Por último, o erro de subestimar a capacidade humana de recuperação. Independentemente das dificuldades do cliente, a função do terapeuta é ajudá-lo a acreditar em suas próprias forças. Por isso, é importante que o terapeuta acredite e mantenha esperanças na capacidade do cliente.
No livro são encontrados ainda dois apêndices, um é o questionário de autoavaliação do terapeuta, envolvendo os seguintes tópicos: harmonia terapeuta-cliente, clareza de objetivos e colaboração, lição de casa, esperança e expectativas. O outro é uma lista de instrumentos psicológicos utilizados para avaliação de questões clínicas, como depressão, ansiedade, fobia social, abuso de substâncias e assertividade, todos aprovados pelo Conselho Federal de Psicologia. Além disso, ao final do livro, encontra-se uma lista com a literatura nacional e internacional recomendada sobre os temas abordados em cada capítulo do livro.

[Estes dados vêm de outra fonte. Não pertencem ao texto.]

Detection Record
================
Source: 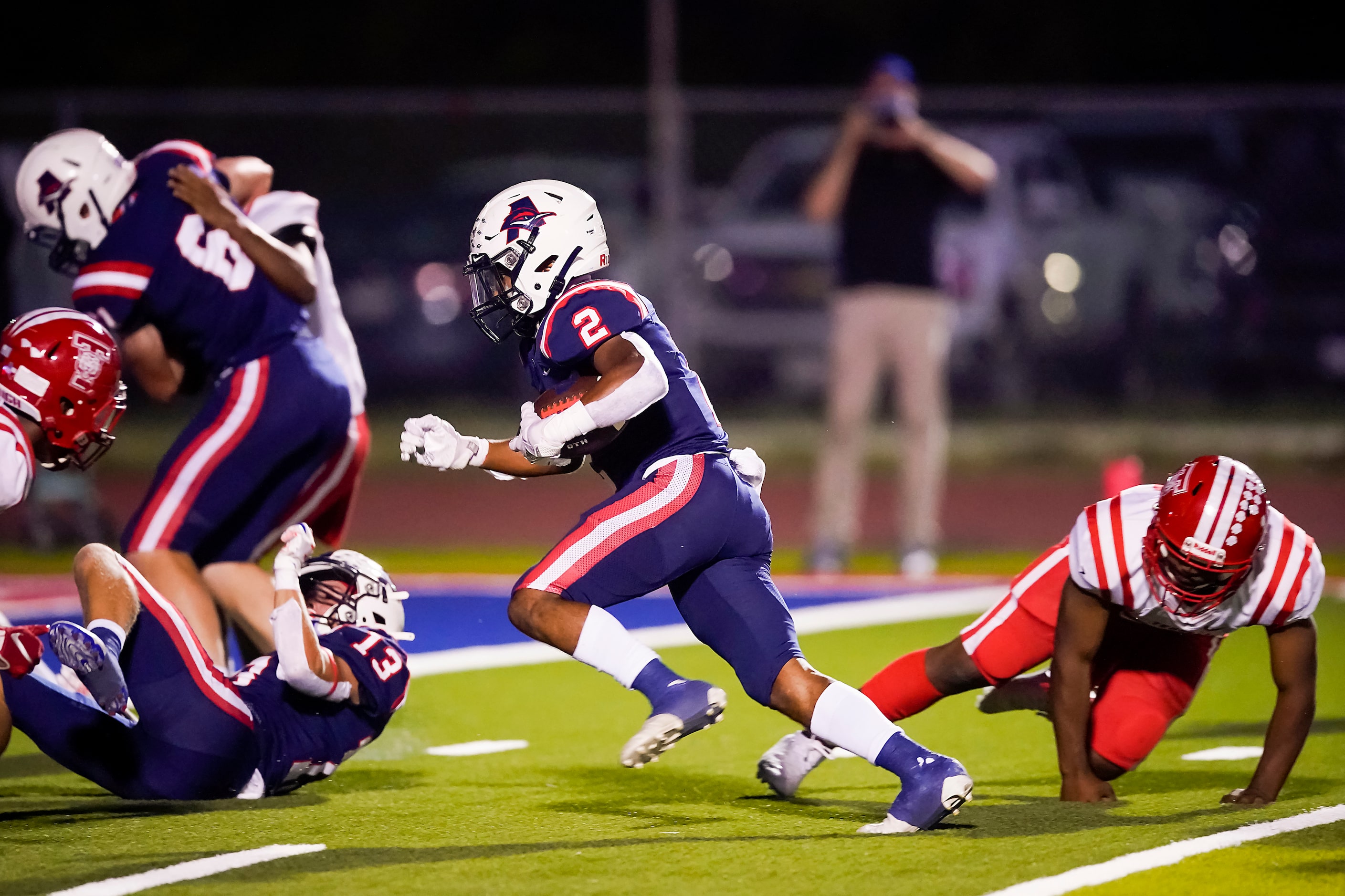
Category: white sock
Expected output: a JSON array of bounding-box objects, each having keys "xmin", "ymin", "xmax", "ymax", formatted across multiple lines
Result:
[
  {"xmin": 809, "ymin": 681, "xmax": 901, "ymax": 763},
  {"xmin": 85, "ymin": 619, "xmax": 126, "ymax": 647},
  {"xmin": 574, "ymin": 607, "xmax": 662, "ymax": 686}
]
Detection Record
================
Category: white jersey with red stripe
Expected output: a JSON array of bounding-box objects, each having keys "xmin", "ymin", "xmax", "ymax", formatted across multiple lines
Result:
[
  {"xmin": 1069, "ymin": 484, "xmax": 1326, "ymax": 634},
  {"xmin": 0, "ymin": 406, "xmax": 36, "ymax": 510},
  {"xmin": 248, "ymin": 190, "xmax": 366, "ymax": 417}
]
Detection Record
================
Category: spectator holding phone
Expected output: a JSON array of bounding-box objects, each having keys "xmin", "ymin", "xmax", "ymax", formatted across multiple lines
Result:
[{"xmin": 803, "ymin": 54, "xmax": 997, "ymax": 576}]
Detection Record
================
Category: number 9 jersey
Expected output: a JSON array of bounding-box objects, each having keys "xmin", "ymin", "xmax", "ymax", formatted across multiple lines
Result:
[
  {"xmin": 233, "ymin": 625, "xmax": 410, "ymax": 796},
  {"xmin": 71, "ymin": 140, "xmax": 307, "ymax": 381}
]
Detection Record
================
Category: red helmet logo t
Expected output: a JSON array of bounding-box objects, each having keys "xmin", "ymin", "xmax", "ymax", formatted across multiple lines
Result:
[
  {"xmin": 0, "ymin": 308, "xmax": 126, "ymax": 469},
  {"xmin": 1142, "ymin": 455, "xmax": 1267, "ymax": 616}
]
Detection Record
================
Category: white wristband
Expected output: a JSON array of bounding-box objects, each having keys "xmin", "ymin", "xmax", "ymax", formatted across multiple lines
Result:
[{"xmin": 462, "ymin": 436, "xmax": 491, "ymax": 467}]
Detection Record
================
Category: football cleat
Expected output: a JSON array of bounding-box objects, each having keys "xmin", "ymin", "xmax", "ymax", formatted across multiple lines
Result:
[
  {"xmin": 621, "ymin": 681, "xmax": 729, "ymax": 768},
  {"xmin": 48, "ymin": 622, "xmax": 130, "ymax": 716},
  {"xmin": 977, "ymin": 668, "xmax": 1051, "ymax": 719},
  {"xmin": 757, "ymin": 730, "xmax": 831, "ymax": 798},
  {"xmin": 858, "ymin": 756, "xmax": 972, "ymax": 834}
]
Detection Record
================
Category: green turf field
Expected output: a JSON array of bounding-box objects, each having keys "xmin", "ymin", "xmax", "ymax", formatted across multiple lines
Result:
[{"xmin": 0, "ymin": 599, "xmax": 1345, "ymax": 896}]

A obra instiga o leitor terapeuta a uma autoavaliação em sua prática clínica. Recordar ou mesmo conhecer outras possibilidades de cuidado pode gerar angústias no leitor terapeuta inexperiente que comete essas falhas com maior facilidade e ainda está em processo de aprendizado das habilidades terapêuticas. Entretanto, o reconhecimento desses erros pode favorecer o estabelecimento de metas de desempenho, a fim de que o psicoterapeuta discrimine os objetivos de seu cliente, o instrumental técnico necessário para favorecer o progresso do cliente, os sentimentos gerados na relação com o cliente, os desafios na construção do vínculo entre ambos e o manejo de possíveis rupturas na relação terapêutica. A leitura dessa obra pode ser de grande valia para o ensino, a supervisão e a prática profissional, contribuindo para a redução de erros profissionais e do risco de desistência do cliente e para o aumento da efetividade da psicoterapia.
Referências
ACKERMAN, S. J.; HILSENROTH, M. J. A review of therapist characteristics and techniques negatively impacting the therapeutic alliance. Psychotherapy, v. 38, n. 2, p. 171-185, 2001.
BRAGA, G. L. D. B.; VANDENBERGHE, L. Abrangência e função da relação terapêutica na terapia comportamental. Estudos de Psicologia, Campinas, v. 23, n. 3, p. 307-314, 2006.
CASTONGUAY, L. G.; CONSTANTINO, M. J.; HOLTFORTH, M. G. The working alliance: where are we and where should we go? Psychotherapy Theory, Research, Practice, Training, v. 43, n. 3, p. 271-279, 2006.
GOLDIM, J. R.; PROTAS, J. S. Psicoterapias e bioética. In: CORDIOLI, A. V. (Org.). Psicoterapias: abordagens atuais. Porto Alegre: Artmed, 2008. p. 809-829.
OBEGI, J. H. The development of the client-therapist bond through the lens of attachment theory. Psychotherapy: Theory, Research, Practice, Training, v. 45, n. 4, p. 431- 446, 2008.
SCHWARTZ, B.; FLOWERS, J. V. Como falhar na relação? Os 50 erros que os terapeutas mais cometem. Tradução L. K. Gillon. São Paulo: Casa do Psicólogo, 2008.